Kembali kepada teks ayat di atas, bahwa kita lihat kata ampunan yang digunakan oleh Allah adalah Yaghfir yang artinya Allah mengampuni. Dalam hal ini, Allah menutupi dosa yang telah kita perbuat dan lepas dari hukuman, namun catatan dosa tersebut masih tercatat. Dosa tidak dihapus sepenuhnya, hanya ditutupi dari hukuman. Pengampunan tersebut sejatinya merupakan bentuk rahmat Allah yang sifatnya universal, awal dari belas kasih Allah. Dengan penyebutan yaghfiru itulah, kasih sayang Allah dimulai. Namun yang perlu menjadi perhatian, pengampunan berupa penutupan dosa walaupun masih tetap tercatat. Maknanya, agar hamba tetap khawatir dan tidak merasa aman dari dosa, walau dicintai Allah.

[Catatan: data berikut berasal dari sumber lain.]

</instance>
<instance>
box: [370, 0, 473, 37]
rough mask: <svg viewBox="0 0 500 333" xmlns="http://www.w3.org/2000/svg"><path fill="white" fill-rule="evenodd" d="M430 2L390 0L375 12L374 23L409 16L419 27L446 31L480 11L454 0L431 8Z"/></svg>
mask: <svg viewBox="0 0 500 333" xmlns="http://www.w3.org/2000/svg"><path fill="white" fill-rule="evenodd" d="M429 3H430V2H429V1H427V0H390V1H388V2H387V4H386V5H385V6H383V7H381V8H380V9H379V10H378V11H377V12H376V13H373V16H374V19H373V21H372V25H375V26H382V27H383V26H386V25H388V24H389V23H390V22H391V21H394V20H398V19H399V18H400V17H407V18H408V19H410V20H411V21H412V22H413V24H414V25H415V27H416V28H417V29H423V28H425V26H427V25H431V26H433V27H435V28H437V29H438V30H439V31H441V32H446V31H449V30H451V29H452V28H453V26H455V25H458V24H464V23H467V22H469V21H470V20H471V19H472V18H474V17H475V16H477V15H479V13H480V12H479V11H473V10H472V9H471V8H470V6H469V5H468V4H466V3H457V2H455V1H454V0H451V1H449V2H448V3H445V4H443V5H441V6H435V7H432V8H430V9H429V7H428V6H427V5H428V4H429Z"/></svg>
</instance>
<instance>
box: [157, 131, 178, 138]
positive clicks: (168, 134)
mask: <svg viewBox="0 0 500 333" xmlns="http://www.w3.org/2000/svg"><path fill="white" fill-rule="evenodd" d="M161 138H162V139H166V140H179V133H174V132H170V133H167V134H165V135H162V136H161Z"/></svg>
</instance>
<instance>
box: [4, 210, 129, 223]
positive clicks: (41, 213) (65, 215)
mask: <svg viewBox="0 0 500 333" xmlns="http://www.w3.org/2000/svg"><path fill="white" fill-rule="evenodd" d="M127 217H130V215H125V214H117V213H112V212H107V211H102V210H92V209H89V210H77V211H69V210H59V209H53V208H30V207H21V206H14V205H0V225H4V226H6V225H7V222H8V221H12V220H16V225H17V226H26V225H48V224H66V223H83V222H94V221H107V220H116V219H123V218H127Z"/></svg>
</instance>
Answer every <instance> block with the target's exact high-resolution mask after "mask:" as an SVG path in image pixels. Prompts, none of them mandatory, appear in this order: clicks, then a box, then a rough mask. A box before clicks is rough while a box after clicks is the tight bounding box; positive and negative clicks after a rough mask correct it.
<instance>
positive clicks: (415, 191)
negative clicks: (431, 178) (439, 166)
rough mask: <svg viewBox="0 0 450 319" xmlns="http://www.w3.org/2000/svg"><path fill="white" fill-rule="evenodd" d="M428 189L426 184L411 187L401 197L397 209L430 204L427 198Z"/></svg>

Maka relevan sekali kemudian ayat di atas ditutup dengan dua sifat Allah, yaitu Al-Ghafur dan Ar-Rahim. Dua kata ini sering dipasangkan dalam Al-Qur’an setidaknya 70 kali. Keduanya memiliki keterhubungan makna yang kuat antara satu dengan lainnya. Ampunan Allah yang terdapat dalam sifat Al-Ghafur, muncul karena kasih sayang yang dimiliki oleh Allah yang terdapat dalam sifat Ar-Rahim. Wallahu A’lam.
Dr. Iwan Kuswandi, M.Pd.I (Pengurus Takmir Masjid Gemma Prenduan Sumenep).